Zoo director asks people to stop messing with air conditioning by setting it to lowest temperature

Last year, a giant python escaped from its owner and had an entire neighborhood in Yokohama on edge for about half a month. It wasn’t until Tsuyoshi Shirava, the director of Shizuoka’s iZoo, used his keen sense of reptiles to quickly locate the animal in the attic above its owner’s apartment.

▼ Shirava’s confident thumbs up to the media after easily finding the snake made him the coolest zookeeper in Japan.

When he’s not out solving animal mysteries, Shirava runs a unique kind of zoo at iZoo (pronounced “ee-zoo”). With an emphasis on reptiles and amphibians, iZoo is often described as an “experimental zoo” that allows guests to get up close and personal with animals.

This requires a very in-depth knowledge of animals to assess the risk posed by and to reptiles such as alligators, venomous snakes and chameleons. Shirawa’s leadership has helped iZoo accomplish this for years without incident. But for all his experience with cold-blooded creatures, there is one animal that Shirava struggles with: humans.

On August 24, an exasperated Shirava posted the following tweet:

“There have been repeated instances of visitors taking the liberty of reducing the air conditioning of the iZoo exhibition hall to its minimum temperature of 18 degrees Celsius. We tried countermeasures like patrols and warnings, but it didn’t stop. Air conditioning is for all living things, not just humans. The normal temperature is 28 degrees Celsius. I know it’s hot, but please don’t touch the equipment.


The tweet went viral and generated a large number of responses. Many expressed their surprise that people would be so bold as to adjust the air conditioning of a private business. Others, however, believe that Shirawa and iZoo’s relaxed atmosphere share some of the blame.

“The number of incredibly irrational people seems to increase every year. If you can’t stand the heat, don’t go to places where animals from hot climates live.”

“You can’t trust your guests so much, or one day you’ll be forced to stop making the zoo so open.”

“I’m sure some people really think they’re helping cold-blooded animals by lowering the temperature.”

“28 degrees isn’t even that hot.”

“People always do unexpected things, but I think it’s management’s responsibility to eliminate the chances of that as much as possible.”

“I also work in a kennel and the air conditioning is covered so even the staff can’t mess with it. If there is a key, there will always be someone to touch it.”

“Please provide images of how this air conditioner is set up and how guests can touch it.”

In response to the feedback, Shirawa posted a photo of the control panel, which is behind a closed door that is taped off… or “it was taped shut’ rather, as someone had obviously peeled off the tape so they could change the temperature.

“Sorry for all the problems with the air conditioning. We put tape on it so people wouldn’t open it, but they peeled it off to let it cool. I understand that many people think that iZoo is too indulgent. I guess you could say that, right… It’s seen as something you can touch.’

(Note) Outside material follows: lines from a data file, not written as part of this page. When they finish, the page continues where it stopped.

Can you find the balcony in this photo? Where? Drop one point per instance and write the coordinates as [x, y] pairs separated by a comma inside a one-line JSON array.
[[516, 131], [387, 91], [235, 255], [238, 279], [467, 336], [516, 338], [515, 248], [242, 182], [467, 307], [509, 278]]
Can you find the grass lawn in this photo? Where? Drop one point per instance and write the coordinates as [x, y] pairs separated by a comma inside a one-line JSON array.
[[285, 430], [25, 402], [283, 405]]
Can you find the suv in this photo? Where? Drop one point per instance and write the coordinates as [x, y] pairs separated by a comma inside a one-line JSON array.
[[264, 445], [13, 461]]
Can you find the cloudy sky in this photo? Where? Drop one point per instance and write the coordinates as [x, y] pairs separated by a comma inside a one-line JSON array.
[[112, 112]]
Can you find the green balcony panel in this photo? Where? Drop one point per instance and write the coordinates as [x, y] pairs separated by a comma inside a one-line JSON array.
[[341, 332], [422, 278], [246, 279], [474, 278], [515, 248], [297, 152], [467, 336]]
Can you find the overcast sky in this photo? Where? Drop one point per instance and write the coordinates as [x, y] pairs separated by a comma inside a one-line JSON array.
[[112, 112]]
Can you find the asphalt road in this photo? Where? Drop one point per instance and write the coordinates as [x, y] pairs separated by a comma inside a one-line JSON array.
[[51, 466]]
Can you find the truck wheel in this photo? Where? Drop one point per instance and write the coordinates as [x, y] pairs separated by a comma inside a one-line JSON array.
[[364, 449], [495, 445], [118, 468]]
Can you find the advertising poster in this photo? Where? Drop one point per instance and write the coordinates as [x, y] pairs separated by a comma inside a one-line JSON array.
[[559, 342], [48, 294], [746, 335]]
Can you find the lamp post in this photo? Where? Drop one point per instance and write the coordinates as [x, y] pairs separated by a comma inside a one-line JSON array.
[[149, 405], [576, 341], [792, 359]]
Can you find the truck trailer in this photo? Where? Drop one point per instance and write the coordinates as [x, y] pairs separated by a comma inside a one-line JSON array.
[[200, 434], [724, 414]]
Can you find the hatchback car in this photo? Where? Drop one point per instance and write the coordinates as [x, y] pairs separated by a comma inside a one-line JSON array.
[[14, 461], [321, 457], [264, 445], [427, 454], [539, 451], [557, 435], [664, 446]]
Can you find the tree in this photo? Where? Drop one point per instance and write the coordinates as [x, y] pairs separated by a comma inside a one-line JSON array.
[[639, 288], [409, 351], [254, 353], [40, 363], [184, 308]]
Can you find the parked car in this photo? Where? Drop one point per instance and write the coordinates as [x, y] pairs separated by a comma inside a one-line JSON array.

Shirava seems to have taken much of the criticism to heart. Even more than a problem with people fiddling with the thermostat, iZoo operates on a certain level of faith in its visitors, allowing them to get very close to the animals. If guests can’t be trusted with a control panel, can they really be trusted with a Galapagos giant tortoise?

The next day, Shirawa again posted a photo of the air conditioner control panel. This time, however, it was secured with a padlock and a sign was put up notifying everyone that the temperature was set to ensure the animals’ health and that lowering it could make them sick.

“I put a lock and signature on the air conditioner that’s causing all this commotion. Breaking this is equipment damage, so I hope no one tries to open it. Initially, it was installed in front of a surveillance camera, so everything was recorded. I didn’t want to go this far, but I did because the honor system doesn’t apply to equipment.


In a subsequent interview with J-Cast News, Shirava explained the situation in more detail, explaining that this is a problem that has been going on for years. However, this hotter than usual summer has exacerbated the problem to the point where it is happening several times a day. Fortunately, this had no adverse effects on the animals as the staff quickly picked up and fixed the temperature changes in the facility.

It is probably the same care and diligence on the part of the staff that has allowed iZoo to continue to operate in its own special way. Hopefully they can keep doing it too, because there’s nothing I’d like more than to feed one of these huge turtles a big old piece of lettuce someday.